Mais le gouvernement togolais ne change pas le cap et maintient que la situation sanitaire prévaut.

"Les frontières terrestres seront rouvertes lorsque cela sera nécessaire", a tranché Majesté Ihou Watéba, ministre de l’Enseignement supérieur et responsable du centre de prise en charge des malades du Covid-19 à Lomé, lors d'une interview à une radio privée en mai.

"Faut-il rouvrir les frontières pour le plaisir ou garder l’état actuel de la situation? La situation est sous contrôle, c’est ce qui est important", a affirmé ce membre du Conseil scientifique.
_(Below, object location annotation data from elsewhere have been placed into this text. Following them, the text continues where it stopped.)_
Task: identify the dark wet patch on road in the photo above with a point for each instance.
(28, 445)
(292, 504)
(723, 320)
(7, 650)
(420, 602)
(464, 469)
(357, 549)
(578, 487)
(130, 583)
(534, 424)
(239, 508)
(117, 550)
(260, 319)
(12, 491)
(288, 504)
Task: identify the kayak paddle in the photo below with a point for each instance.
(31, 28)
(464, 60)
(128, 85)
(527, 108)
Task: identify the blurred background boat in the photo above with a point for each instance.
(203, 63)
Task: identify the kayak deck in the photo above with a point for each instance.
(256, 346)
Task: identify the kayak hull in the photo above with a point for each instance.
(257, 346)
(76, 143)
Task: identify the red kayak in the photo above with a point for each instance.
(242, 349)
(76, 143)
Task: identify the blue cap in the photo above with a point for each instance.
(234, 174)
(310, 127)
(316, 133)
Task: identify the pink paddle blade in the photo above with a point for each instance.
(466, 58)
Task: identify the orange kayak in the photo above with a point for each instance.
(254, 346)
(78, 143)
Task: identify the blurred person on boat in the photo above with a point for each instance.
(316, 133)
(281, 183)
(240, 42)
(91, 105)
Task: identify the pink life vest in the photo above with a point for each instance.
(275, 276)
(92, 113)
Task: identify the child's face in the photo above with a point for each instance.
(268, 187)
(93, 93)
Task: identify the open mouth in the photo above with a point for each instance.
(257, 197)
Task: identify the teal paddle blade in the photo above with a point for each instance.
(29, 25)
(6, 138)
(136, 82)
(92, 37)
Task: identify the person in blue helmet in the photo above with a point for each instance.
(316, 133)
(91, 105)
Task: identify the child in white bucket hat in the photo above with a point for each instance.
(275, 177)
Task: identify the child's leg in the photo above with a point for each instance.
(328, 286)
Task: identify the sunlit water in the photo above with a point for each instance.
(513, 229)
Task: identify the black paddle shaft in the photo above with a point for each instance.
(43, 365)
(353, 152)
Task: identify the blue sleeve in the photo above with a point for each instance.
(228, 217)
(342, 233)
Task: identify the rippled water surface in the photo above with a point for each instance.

Les autorités se veulent confiantes et assurent que l’économie s'est montrée "résiliente".

"Selon les perspectives pour 2021, la progression de l'activité économique devrait s’accélérer de 4,8%", a rassuré le 15 avril à la télévision publique, le ministre de l’Economie et des Finances, Sani Yaya. Mais il n'a pas dit si cela se fera avec les frontières ouvertes ou... toujours fermées.